Indigenous People
Chamberlain, South Dakota, U.S.
Dignity is a 50 feet high statue located in South Dakota in the US. It is a gift from Norm and Eunabel McKie of Rapid City to celebrate South Dakota's 125th anniversary of statehood. This sculpture was designed by Dale Lamphere to honor the cultures of the Lakota and Dakota people.
Whitehorse, Canada
This monument is located on the Whitehorse Waterfront, recognizing the Whitehorse residential school survivors. Nine wooden stools circulate the concrete, and each of them is different.
Toronto, Canada
There is a giant turtle sculpture in the center at the Nathan Phillips Square outside the Toronto City Hall. In recognition of residential school survivors, this memorial is one of the Indian Residential School Survivor Legacy projects.
151 Highway 76, Harpers Ferry, IA
Established in 1949, Effigy Mounds National Monument preserves many American Indian ceremonial mounds found in the shape of animal effigies along the high bluffs and lowlands of the Upper Mississippi River Valley. The 2,526 acre Monument preserves more than 200 mounds, including 31 in the form of bear and bird effigies. The hunter-gatherer culture that built these mounds were known as the Woodland Indians. Archeologists and researchers hypothesize that some of the mounds were built for religious ceremonies, burial ceremonies, as clan symbols, or possibly as a way to connect people to their ancient ancestors and the spiritual world.
Bailic Park (Midleton, Co. Cork in Ireland)

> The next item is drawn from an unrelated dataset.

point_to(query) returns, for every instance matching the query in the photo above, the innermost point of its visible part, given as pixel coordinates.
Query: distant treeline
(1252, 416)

The sculpture commemorates the generosity of the native North American Choctaw Indian Nation during the Great Hunger in Ireland of 1845 - 1851. Moved by news of starvation in 1847, a group of Choctaws in Oklahoma organized a relief fund from their own meager resources, raising $170 to forward on to the US famine relief organization. That would be tens of thousands of dollars in today's money. It was a show of solidarity with the Irish people, having suffered a similar fate themselves just 16 years before after they were forcibly removed from their ancestral lands.
Burnaby Mountain Park
A field of Ainu totem poles at Burnaby Mountain Park, Canada created by an Ainu sculpter from Japan
Hachiman Cemetery, Ishikari, Hokkaido, Japan
Cenotaph specifically memorializing the Sakhalin, Russia roots of the Ainu people in Japan. Located in the city of Ishikari Hachiman cemetary.
Anchorage, Alaska
The bronze Ahtna woman in the sculpture is modeled after Olga Nikolai Ezi, a well-respected elder in the Native village of Eklutna known as “Grandma Olga.” She and her husband, who was a Dena'ina chief, are credited with settling into Eklutna and establishing much of the tribal lineage.
National Gallery of Australia in Parkes, Australia
The Aboriginal Memorial is a work of contemporary Indigenous Australian art from the late 1980s and is located in the National Gallery of Australia. It comprises 200 traditional hollow log coffins or pole for each year of European settlement, representing the Aboriginal people who died defending their land and denied a proper burial. The poles were made by 43 artists from Ramingining and several surrounding communities in Central Arnhem Land Northern Territory, Australia.